After more than 20 days of detention and a humiliating public confession that many believe was forced, a Swedish human rights activist who was working in Beijing has been expelled from the country, and is believed to be on his way home.
The Chinese foreign ministry and Swedish embassy in Beijing confirmed Peter Dahlin, 35, had been released from detention and expelled from the country on Monday (Jan. 25) evening. Chinese authorities said in a statement he was suspected of “funding criminal activities harmful to China’s national security” and would be expelled, the New York Times reports.
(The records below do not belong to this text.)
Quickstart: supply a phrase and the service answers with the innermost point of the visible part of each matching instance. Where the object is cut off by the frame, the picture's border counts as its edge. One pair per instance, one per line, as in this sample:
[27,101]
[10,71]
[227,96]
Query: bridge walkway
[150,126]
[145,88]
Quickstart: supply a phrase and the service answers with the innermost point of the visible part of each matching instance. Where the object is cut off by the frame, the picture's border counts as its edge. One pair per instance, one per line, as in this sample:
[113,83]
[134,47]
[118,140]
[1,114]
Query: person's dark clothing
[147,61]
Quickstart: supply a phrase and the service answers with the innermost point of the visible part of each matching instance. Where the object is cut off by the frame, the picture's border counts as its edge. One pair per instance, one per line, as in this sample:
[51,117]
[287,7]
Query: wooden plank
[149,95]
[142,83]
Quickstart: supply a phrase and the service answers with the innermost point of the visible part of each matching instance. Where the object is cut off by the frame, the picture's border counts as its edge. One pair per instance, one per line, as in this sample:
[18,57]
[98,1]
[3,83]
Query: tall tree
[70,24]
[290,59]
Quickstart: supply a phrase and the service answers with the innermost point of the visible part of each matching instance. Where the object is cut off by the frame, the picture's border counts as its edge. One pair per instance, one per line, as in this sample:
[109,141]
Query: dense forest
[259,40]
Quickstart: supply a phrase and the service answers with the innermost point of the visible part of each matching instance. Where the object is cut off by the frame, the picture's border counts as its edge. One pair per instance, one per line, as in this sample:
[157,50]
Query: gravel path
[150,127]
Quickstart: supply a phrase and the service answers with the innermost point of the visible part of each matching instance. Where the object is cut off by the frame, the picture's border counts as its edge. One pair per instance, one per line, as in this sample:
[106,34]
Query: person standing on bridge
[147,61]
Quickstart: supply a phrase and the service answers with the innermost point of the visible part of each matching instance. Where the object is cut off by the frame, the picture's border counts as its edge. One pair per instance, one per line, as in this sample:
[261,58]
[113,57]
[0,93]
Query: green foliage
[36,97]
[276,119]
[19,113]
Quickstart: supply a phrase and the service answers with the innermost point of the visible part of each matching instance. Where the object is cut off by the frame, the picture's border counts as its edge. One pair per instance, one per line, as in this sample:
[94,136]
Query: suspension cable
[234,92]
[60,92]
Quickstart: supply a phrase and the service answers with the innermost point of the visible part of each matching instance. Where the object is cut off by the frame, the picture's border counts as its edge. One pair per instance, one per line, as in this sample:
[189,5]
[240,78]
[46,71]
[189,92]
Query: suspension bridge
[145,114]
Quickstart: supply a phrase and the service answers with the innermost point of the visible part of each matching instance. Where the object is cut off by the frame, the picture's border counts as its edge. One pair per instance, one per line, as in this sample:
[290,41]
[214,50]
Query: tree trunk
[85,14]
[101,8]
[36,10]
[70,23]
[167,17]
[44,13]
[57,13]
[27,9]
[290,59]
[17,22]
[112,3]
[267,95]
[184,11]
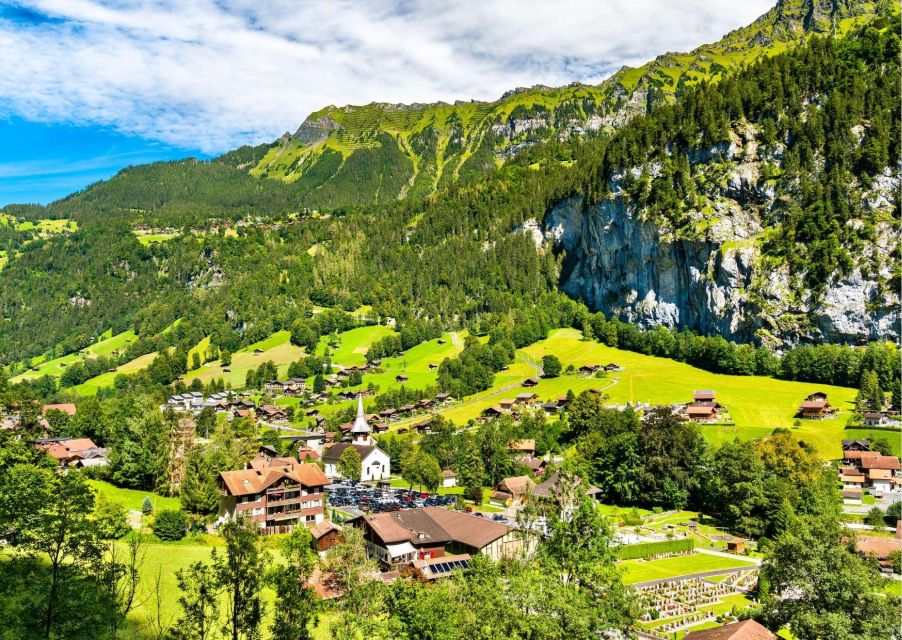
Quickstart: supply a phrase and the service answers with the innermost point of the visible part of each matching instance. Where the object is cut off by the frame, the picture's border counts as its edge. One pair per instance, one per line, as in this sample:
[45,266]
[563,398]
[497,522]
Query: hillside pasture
[91,386]
[276,348]
[756,404]
[105,346]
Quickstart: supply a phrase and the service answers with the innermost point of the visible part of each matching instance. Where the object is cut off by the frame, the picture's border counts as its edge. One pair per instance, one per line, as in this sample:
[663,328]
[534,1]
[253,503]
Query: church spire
[360,429]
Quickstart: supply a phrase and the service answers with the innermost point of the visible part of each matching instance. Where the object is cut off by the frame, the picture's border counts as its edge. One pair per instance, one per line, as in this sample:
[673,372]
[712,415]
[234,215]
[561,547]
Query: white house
[374,462]
[449,479]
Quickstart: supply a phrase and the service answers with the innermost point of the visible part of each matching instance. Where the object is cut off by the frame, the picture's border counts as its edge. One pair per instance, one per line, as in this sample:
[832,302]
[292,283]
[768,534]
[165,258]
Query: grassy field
[644,570]
[131,498]
[353,344]
[93,385]
[756,404]
[105,346]
[276,348]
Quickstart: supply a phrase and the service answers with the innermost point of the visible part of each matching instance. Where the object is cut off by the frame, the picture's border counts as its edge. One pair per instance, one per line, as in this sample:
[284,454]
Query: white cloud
[214,74]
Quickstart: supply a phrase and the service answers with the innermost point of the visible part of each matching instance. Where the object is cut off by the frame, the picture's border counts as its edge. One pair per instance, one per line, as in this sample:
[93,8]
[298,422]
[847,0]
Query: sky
[91,86]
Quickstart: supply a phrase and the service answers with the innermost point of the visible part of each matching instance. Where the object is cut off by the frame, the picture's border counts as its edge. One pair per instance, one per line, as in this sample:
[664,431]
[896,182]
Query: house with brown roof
[276,493]
[67,407]
[745,630]
[523,447]
[72,451]
[449,479]
[398,539]
[511,491]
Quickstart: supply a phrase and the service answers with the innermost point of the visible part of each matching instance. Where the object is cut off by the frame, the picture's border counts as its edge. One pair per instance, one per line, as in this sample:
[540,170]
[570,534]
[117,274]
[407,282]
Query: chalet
[73,451]
[889,463]
[745,630]
[272,413]
[815,409]
[68,408]
[856,445]
[880,548]
[855,456]
[878,419]
[700,412]
[398,539]
[326,535]
[441,567]
[523,447]
[881,480]
[449,479]
[493,412]
[547,490]
[536,465]
[511,491]
[374,462]
[278,494]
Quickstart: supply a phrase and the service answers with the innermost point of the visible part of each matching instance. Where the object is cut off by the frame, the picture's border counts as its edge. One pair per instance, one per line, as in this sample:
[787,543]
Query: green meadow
[756,404]
[106,345]
[91,386]
[645,570]
[276,348]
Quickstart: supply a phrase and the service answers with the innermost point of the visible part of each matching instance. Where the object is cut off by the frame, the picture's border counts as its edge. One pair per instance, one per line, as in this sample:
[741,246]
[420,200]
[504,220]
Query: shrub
[170,525]
[111,519]
[551,366]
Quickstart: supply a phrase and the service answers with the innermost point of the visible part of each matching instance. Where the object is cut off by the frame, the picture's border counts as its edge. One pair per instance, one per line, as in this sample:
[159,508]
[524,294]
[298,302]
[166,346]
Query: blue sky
[91,86]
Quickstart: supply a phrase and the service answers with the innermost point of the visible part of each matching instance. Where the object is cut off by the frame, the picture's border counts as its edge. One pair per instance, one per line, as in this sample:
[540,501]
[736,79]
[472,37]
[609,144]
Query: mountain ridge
[419,148]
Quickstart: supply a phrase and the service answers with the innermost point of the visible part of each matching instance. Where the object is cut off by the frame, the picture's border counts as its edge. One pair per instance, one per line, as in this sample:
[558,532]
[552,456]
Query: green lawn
[276,348]
[645,570]
[354,344]
[132,499]
[756,404]
[91,386]
[105,346]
The Swedish embassy in Beijing sent this statement from foreign minister Margot Wallström to Quartz:
I welcome that Peter Dahlin has been released and can be reunited with his family in Sweden. This has come about following frequent contact between the Swedish Ministry for Foreign Affairs and Chinese representatives.
Dahlin’s detention and subsequent treatment has raised serious international concerns about China’s commitment to the rule of law, as the US State Department said pointedly on Jan. 21.
Dahlin was picked up on his way to a Beijing airport earlier this month, and held for more than a week without his government being allowed to visit him. He appeared on Chinese state television, where he made a confession his colleagues believe was forced.
What Dahlin actually admitted to in his televised confession, and what a voice-over in Chinese said he had admitted to, were two very different things, as Quartz reported earlier. Discrepancies included his alleged “funding” of Chinese activists (Dahlin said “support” in his confession, which was in English), and an accusation that he had embezzled money from foreign NGOs, which Dahlin never admitted to.
His detention comes as China has been cracking down on human rights lawyers and activists. Over one weekend in July 2015, Chinese authorities netted more than 100 lawyers and human rights defenders across the country, including associates with the Beijing Fengrui law firm who later confessed to crimes on CCTV. Dahlin previously worked with one associate of Fengrui. More recently, several human rights activists and lawyers were charged with the serious crime of “subversion of state power,” which carries a life sentence.
Another Swedish citizen, Hong Kong-based bookseller Gui Minhai, remains in custody in Beijing after his suspected abduction from Thailand by Chinese authorities. Swedish officials are “very concerned about the detained Swedish citizen Gui Minhai. Our efforts to bring clarity to his situation and be granted the opportunity to visit him continue with unabated intensity,” the Swedish embassy said in its statement.